Mme Sturgeon a cherché à faire entendre, au cœur du continent, la voix d’une  » Ecosse européenne « . Un extraordinaire oxymore inventé pour la circonstance !  » J’ai le devoir de faire respecter la volonté démocratique de mes concitoyens en faveur de l’Europe. Si nous sortions de l’Europe, ce serait contre notre gré et cela n’est pas acceptable « , a lancé la représentante du Parti national écossais (SNP) devant une foule de journalistes convoqués à la Scottish House, la représentation bruxelloise du gouvernement régional. Vêtue de bleu et de blanc aux couleurs du drapeau national, elle veut rappeler haut et fort que ses concitoyens ont massivement voté pour le  » in  » (62 %) et qu’elle compte sur le soutien de l’Union.

Fine politique, Nicola Sturgeon a compris l’importance de ce moment  » de grave préoccupation pour les gens du Royaume-Uni et pour l’Union européenne elle-même  » (selon ses propres paroles.
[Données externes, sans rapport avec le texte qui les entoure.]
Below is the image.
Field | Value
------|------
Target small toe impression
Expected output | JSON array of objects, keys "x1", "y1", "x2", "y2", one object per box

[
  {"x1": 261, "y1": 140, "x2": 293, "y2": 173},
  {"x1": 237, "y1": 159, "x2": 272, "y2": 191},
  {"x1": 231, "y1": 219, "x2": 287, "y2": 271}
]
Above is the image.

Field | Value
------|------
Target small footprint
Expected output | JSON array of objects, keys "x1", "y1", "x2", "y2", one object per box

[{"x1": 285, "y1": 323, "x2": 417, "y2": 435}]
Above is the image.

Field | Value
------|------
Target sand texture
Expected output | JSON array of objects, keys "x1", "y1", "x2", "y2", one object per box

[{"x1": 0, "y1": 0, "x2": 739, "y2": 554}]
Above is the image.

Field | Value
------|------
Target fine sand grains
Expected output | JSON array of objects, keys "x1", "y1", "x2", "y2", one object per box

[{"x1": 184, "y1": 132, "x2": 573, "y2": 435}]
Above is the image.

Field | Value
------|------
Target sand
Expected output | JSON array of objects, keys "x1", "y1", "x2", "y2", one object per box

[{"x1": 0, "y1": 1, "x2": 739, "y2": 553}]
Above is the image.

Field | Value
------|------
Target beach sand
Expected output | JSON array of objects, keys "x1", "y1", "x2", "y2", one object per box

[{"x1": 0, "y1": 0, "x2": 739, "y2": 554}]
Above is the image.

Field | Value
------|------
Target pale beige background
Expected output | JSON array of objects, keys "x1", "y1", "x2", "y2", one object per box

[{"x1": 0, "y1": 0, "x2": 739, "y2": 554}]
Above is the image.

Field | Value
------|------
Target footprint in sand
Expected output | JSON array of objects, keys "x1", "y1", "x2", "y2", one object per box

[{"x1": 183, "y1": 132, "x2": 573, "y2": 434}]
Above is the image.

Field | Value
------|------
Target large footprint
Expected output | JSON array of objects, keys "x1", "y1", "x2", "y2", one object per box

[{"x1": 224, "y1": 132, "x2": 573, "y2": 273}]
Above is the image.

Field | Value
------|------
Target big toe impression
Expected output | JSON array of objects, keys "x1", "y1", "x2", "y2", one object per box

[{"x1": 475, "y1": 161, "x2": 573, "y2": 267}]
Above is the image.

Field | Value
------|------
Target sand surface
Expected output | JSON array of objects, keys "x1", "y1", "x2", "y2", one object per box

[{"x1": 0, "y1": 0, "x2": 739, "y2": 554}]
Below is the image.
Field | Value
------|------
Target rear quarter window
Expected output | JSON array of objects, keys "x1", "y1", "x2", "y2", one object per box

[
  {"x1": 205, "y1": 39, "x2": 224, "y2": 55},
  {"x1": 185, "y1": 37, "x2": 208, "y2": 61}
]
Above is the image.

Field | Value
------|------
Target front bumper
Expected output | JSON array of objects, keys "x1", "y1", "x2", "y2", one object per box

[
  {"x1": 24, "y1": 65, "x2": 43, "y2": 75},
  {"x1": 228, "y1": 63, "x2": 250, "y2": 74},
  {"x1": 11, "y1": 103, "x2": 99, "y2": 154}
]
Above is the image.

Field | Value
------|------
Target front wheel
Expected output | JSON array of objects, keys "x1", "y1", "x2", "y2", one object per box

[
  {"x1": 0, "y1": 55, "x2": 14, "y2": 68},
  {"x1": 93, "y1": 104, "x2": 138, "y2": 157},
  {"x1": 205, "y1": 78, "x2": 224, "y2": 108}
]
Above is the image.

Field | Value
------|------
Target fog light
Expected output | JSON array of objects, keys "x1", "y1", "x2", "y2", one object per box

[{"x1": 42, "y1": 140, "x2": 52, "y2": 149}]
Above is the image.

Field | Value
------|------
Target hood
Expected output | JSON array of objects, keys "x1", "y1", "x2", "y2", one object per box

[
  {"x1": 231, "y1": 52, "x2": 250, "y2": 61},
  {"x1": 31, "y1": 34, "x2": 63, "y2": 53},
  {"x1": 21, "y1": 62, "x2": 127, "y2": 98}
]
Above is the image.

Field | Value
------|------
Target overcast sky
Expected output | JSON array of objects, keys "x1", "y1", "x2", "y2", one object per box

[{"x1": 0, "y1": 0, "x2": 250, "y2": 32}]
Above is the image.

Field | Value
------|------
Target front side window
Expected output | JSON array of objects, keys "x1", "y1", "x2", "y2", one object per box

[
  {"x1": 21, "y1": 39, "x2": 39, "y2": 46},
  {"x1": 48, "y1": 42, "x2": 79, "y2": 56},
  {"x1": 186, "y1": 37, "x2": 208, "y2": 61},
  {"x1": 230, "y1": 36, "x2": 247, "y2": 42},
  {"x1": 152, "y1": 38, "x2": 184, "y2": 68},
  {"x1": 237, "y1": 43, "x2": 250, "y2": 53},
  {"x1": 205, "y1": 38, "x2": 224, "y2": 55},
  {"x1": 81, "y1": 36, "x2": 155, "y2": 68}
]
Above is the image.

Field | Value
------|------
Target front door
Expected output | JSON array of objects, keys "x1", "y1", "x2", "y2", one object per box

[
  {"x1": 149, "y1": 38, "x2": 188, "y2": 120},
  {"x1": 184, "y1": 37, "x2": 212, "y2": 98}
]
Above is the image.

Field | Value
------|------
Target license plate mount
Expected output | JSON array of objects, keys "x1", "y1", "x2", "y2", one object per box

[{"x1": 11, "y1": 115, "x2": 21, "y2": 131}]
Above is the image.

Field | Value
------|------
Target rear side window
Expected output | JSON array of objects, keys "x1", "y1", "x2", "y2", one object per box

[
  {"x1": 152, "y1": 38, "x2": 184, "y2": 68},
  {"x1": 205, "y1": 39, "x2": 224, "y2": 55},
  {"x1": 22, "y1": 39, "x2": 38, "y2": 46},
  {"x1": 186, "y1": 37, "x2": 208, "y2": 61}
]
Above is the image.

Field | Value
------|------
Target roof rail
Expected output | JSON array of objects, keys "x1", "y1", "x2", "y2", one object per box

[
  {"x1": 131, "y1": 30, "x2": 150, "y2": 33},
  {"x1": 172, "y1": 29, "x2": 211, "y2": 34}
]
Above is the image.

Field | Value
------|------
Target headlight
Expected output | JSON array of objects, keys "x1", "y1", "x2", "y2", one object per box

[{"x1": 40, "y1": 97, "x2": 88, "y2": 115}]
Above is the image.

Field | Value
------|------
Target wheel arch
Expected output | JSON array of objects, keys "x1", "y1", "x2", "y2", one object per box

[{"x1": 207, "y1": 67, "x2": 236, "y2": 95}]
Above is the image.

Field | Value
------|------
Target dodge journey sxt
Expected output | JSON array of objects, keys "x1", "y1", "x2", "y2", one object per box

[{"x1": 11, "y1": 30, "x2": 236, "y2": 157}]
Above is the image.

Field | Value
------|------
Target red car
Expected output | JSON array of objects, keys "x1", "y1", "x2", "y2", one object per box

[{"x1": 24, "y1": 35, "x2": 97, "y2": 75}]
Mais elle pèse ses mots pour mieux plaider sa cause :  » S’il apparaît que le seul moyen de protéger la relation entre l’Ecosse et l’Union européenne serait l’option de l’indépendance, je crois que c’est un choix que les Ecossais ont le droit de faire « ,explique-t-elle, bien décidée à utiliser ce levier pour réaliser son rêve manqué lors du référendum de 2014, voire, à terme, pour occuper le siège laissé vacant par les Britanniques. Car cette femme n’a peur de rien.

A en croire Nicola Sturgeon, le ton et l’attitude de ses interlocuteurs bruxellois ont bien changé depuis deux ans.  » Je suis encouragée par la volonté d’écoute que j’ai trouvée aujourd’hui « , assure-t-elle, tout en reconnaissant que cela ne se traduira pas par «  une voie toute tracée  » pour l’Ecosse.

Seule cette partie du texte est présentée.